La très vieille dame à l’arrêt Paulette

La très vieille dame à l’arrêt Paulette
la fresque a disparu, il reste ma photo © monsieur fraises

J’avais oublié de rapatrier ce billet roudoudou. Je répare l’impair :

Je m’en vais retirer un courrier recommandé au bureau de poste de Chutes-Lavie. Une dame chouine. Le distributeur de billets à l’intérieur est hors-service, elle refuse d’aller retirer ses sous à l’extérieur, elle aboie après la préposée qui, placide, s’excuse. Pour ma part, j’ai choisi de ne pas râler parce que mon courrier n’avait pas été acheminé vers le bureau habituel et plus proche. J’attends mon tour, je dis bonjour à la préposée. Je dis merci et au revoir dans un sourire, qu’elle me rend. Puis je me dirige vers le supermarché d’à côté. Avant de franchir le seuil du magasin, je me campe sous le mimosa, je ferme les yeux et respire le parfum de l’arbre en fleur. Je trouve ensuite un petit chemin bordé d’herbes folles et d’iris bleus dont j’ignorais l’existence. En contrebas, des maisons individuelles au cœur de la ville. Au loin, on voit la mer, la côte bleue après L’Estaque, les viaducs à flanc de collines. Je contemple la vue.

Je fais mes courses.

Puis j’attends le bus à l’arrêt Paulette.

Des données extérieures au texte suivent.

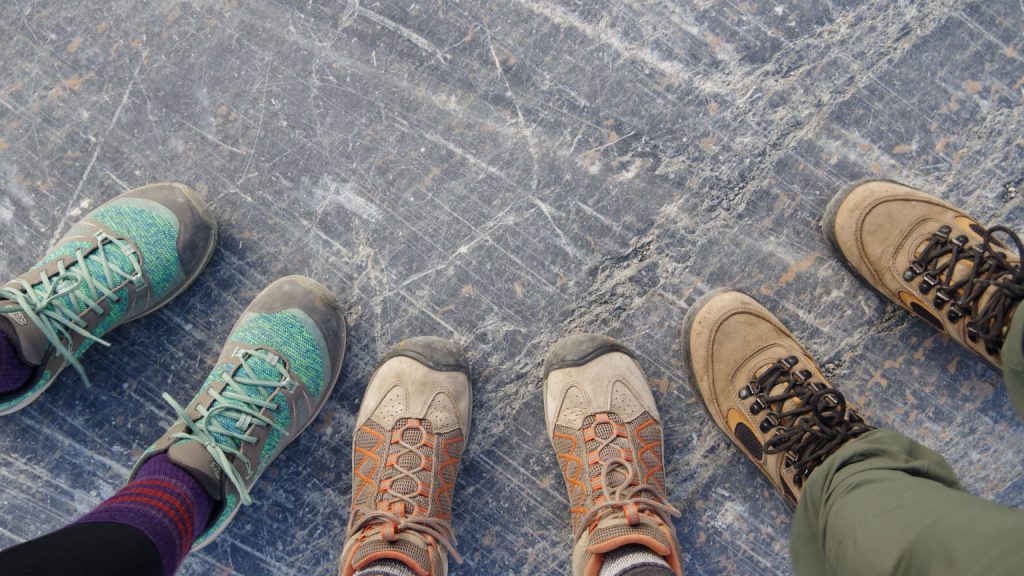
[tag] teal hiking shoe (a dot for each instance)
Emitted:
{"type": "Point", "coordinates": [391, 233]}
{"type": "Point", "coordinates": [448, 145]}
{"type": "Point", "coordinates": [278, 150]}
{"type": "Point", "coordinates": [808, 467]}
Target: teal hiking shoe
{"type": "Point", "coordinates": [274, 374]}
{"type": "Point", "coordinates": [123, 260]}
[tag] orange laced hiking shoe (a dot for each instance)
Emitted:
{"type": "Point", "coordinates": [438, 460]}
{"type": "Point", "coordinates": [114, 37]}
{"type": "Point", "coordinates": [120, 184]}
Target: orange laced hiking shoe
{"type": "Point", "coordinates": [410, 436]}
{"type": "Point", "coordinates": [764, 389]}
{"type": "Point", "coordinates": [607, 436]}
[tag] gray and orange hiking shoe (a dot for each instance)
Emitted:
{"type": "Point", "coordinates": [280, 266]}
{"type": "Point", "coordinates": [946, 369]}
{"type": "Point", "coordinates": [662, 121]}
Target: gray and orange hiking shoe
{"type": "Point", "coordinates": [606, 432]}
{"type": "Point", "coordinates": [931, 258]}
{"type": "Point", "coordinates": [764, 389]}
{"type": "Point", "coordinates": [410, 436]}
{"type": "Point", "coordinates": [275, 372]}
{"type": "Point", "coordinates": [123, 260]}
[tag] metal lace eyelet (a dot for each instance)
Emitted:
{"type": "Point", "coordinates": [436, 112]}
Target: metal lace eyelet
{"type": "Point", "coordinates": [928, 282]}
{"type": "Point", "coordinates": [914, 271]}
{"type": "Point", "coordinates": [769, 422]}
{"type": "Point", "coordinates": [758, 406]}
{"type": "Point", "coordinates": [955, 314]}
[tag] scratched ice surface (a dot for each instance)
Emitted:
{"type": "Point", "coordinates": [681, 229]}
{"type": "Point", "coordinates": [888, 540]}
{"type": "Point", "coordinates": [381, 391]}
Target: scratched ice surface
{"type": "Point", "coordinates": [505, 172]}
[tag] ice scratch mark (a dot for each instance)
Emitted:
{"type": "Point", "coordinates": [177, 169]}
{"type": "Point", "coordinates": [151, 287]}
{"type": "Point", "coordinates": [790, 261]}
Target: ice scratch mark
{"type": "Point", "coordinates": [406, 33]}
{"type": "Point", "coordinates": [566, 245]}
{"type": "Point", "coordinates": [469, 157]}
{"type": "Point", "coordinates": [331, 194]}
{"type": "Point", "coordinates": [601, 33]}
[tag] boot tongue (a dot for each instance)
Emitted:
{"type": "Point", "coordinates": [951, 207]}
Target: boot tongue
{"type": "Point", "coordinates": [24, 335]}
{"type": "Point", "coordinates": [195, 459]}
{"type": "Point", "coordinates": [409, 549]}
{"type": "Point", "coordinates": [614, 532]}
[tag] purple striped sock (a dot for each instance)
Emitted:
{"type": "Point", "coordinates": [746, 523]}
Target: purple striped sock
{"type": "Point", "coordinates": [13, 372]}
{"type": "Point", "coordinates": [165, 503]}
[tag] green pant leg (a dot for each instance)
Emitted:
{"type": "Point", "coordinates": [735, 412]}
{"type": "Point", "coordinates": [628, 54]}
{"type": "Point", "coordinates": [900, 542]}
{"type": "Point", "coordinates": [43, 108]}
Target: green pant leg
{"type": "Point", "coordinates": [1013, 361]}
{"type": "Point", "coordinates": [885, 505]}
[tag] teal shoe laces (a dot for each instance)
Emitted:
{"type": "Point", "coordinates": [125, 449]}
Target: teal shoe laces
{"type": "Point", "coordinates": [237, 406]}
{"type": "Point", "coordinates": [42, 303]}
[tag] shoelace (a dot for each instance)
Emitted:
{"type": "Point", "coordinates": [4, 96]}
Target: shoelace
{"type": "Point", "coordinates": [57, 322]}
{"type": "Point", "coordinates": [394, 523]}
{"type": "Point", "coordinates": [626, 496]}
{"type": "Point", "coordinates": [815, 425]}
{"type": "Point", "coordinates": [244, 410]}
{"type": "Point", "coordinates": [937, 263]}
{"type": "Point", "coordinates": [438, 530]}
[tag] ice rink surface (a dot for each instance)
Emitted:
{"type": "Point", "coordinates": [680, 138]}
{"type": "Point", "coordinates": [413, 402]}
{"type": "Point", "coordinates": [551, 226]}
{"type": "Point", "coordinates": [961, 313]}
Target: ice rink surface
{"type": "Point", "coordinates": [505, 173]}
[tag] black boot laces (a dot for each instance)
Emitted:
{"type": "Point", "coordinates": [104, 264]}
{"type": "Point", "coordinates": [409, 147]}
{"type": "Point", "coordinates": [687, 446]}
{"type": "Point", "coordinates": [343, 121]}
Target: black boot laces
{"type": "Point", "coordinates": [816, 424]}
{"type": "Point", "coordinates": [989, 268]}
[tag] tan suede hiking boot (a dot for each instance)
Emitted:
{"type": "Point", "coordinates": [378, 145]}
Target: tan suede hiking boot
{"type": "Point", "coordinates": [410, 435]}
{"type": "Point", "coordinates": [607, 436]}
{"type": "Point", "coordinates": [932, 259]}
{"type": "Point", "coordinates": [764, 389]}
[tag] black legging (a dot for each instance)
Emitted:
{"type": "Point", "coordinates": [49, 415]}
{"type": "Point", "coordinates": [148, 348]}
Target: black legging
{"type": "Point", "coordinates": [84, 549]}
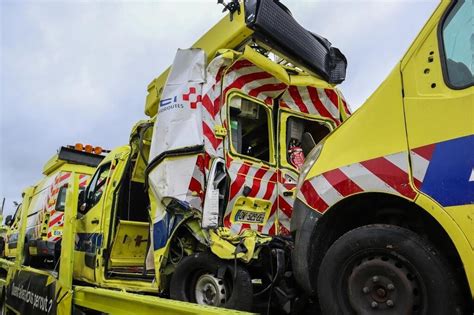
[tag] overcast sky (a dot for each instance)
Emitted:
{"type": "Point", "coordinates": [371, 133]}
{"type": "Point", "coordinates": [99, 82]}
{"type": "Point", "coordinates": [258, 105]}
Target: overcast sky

Une vieille dame s’assied à mes côtés. Elle entame la conversation :

— Ça fait du bien, le soleil.
— Oui.
— Si on attendait le bus de l’autre côté, on serait à l’ombre.
— …

Elle me raconte en quelques minutes des morceaux de sa vie partagée entre Tunis et Marseille. 50 ans de colonies, 50 ans de Marseille, dit-elle, avec un sourire édenté, en un formidable raccourci de 95 ans d’existence. Je me penche souvent pour distinguer ce qu’elle dit car elle parle d’une petite voix couverte par la circulation. Le bus atteint alors l’arrêt Paulette et la dame s’agrippe à mon bras. Je l’aide à monter puis s’asseoir. Elle poursuit son récit, me demande si son bonnet de laine marron n’a pas trop aplati sa coiffure. Elle parle du monde comme il va :

— Il ne faut pas dire des méchancetés sur les gens. Il faut se mordre la langue plutôt que de dire du mal. Le mal, il sort de votre bouche et il abîme le monde. Il faut être bienveillant, et se mordre la langue quand on veut dire du mal, répète-t-elle en fixant sur moi ses yeux d’un bleu clair qui ont vu quatre-vingt-quinze ans de gens, d’histoires et de choses.

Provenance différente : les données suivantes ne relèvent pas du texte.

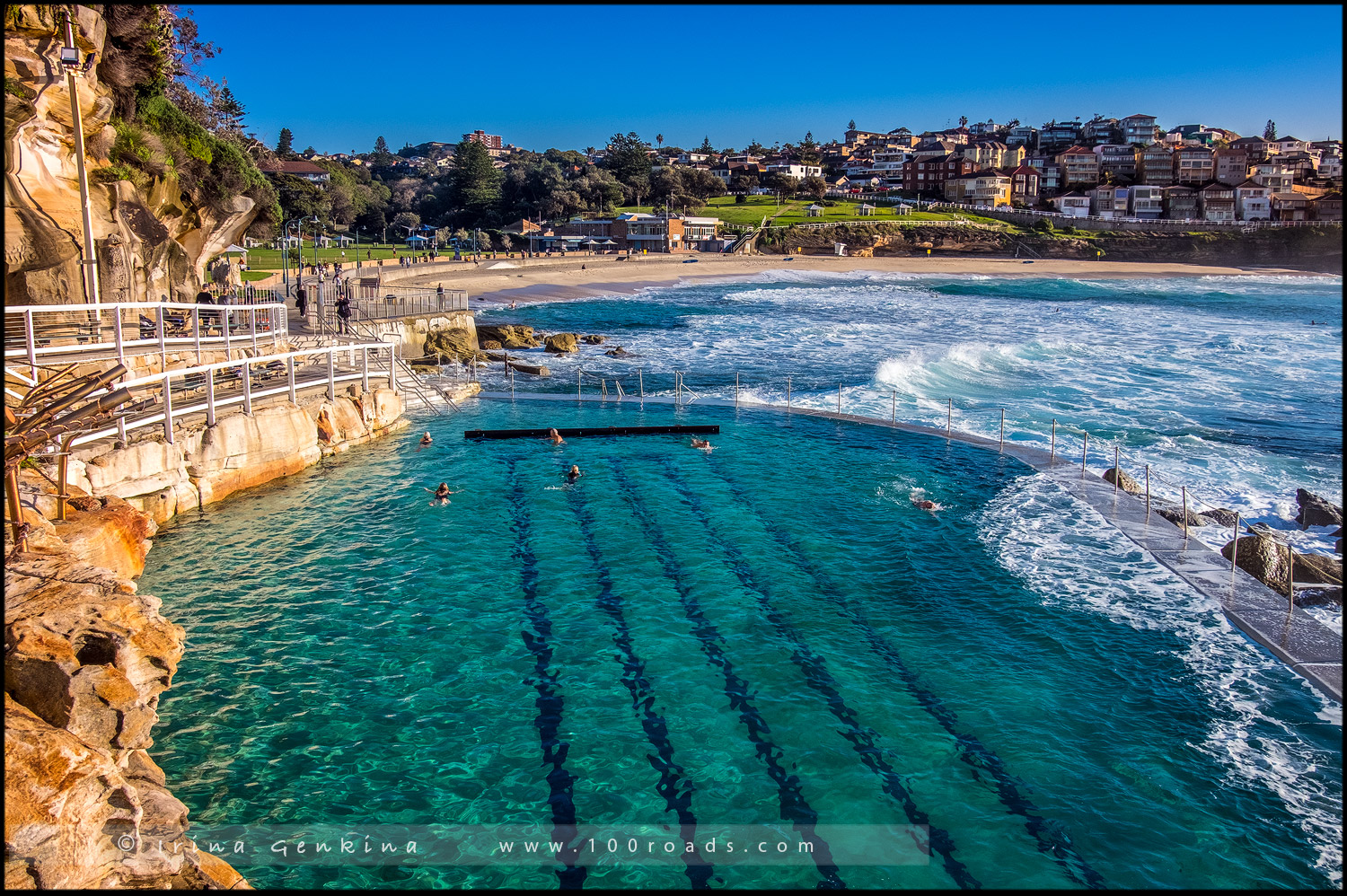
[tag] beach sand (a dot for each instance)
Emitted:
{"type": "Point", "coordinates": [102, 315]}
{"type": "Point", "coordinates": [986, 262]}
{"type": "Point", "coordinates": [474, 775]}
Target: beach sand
{"type": "Point", "coordinates": [552, 279]}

J’ai écrit un court billet sur la devanture qui illustre ce billet : aux quatre sœurs 👈

Commentaires

  1. Il en faudrait plus des comme ça. Humaine.
    Merci pour cette jolie histoire.

  2. Ben

    Se mordre la langue, voilà ce que certains responsables politiques devraient apprendre…

  3. Bleck

    En fait, il existe des tonnes et des tonnes d’individus comme la petite Dame de l’arrêt Paulette simplement, on fait trop de publicité aux « autres » les désagréables… alors qu’il suffit de bien vouloir accorder un tout petit peu de temps à ces personnes comme la petite Dame de l’arrêt Paulette.

    Bleck

    • Oh je sais qu’il y a pléthore de gens comme elle. Les mettre en avant fait trop peu le buzz pour s’en soucier, hélas. Mais je ne joue pas ce jeu morbide du tout va mal.

  4. Voici un beau message dont tu es coutumier, la sérendipité d’une belle journée et une belle rencontre ! Tout dans ta photo me plait, même si les quatre soeurs ont semble-t-il définitivement fermé, la déco végétale est toujours réjouissante

  5. Un billet qui fait du bien ! Se mordre la langue, ne faire circuler que de bonnes vibrations et profiter des beautés de la nature. Merci aussi pour le beau dessin de cette devanture.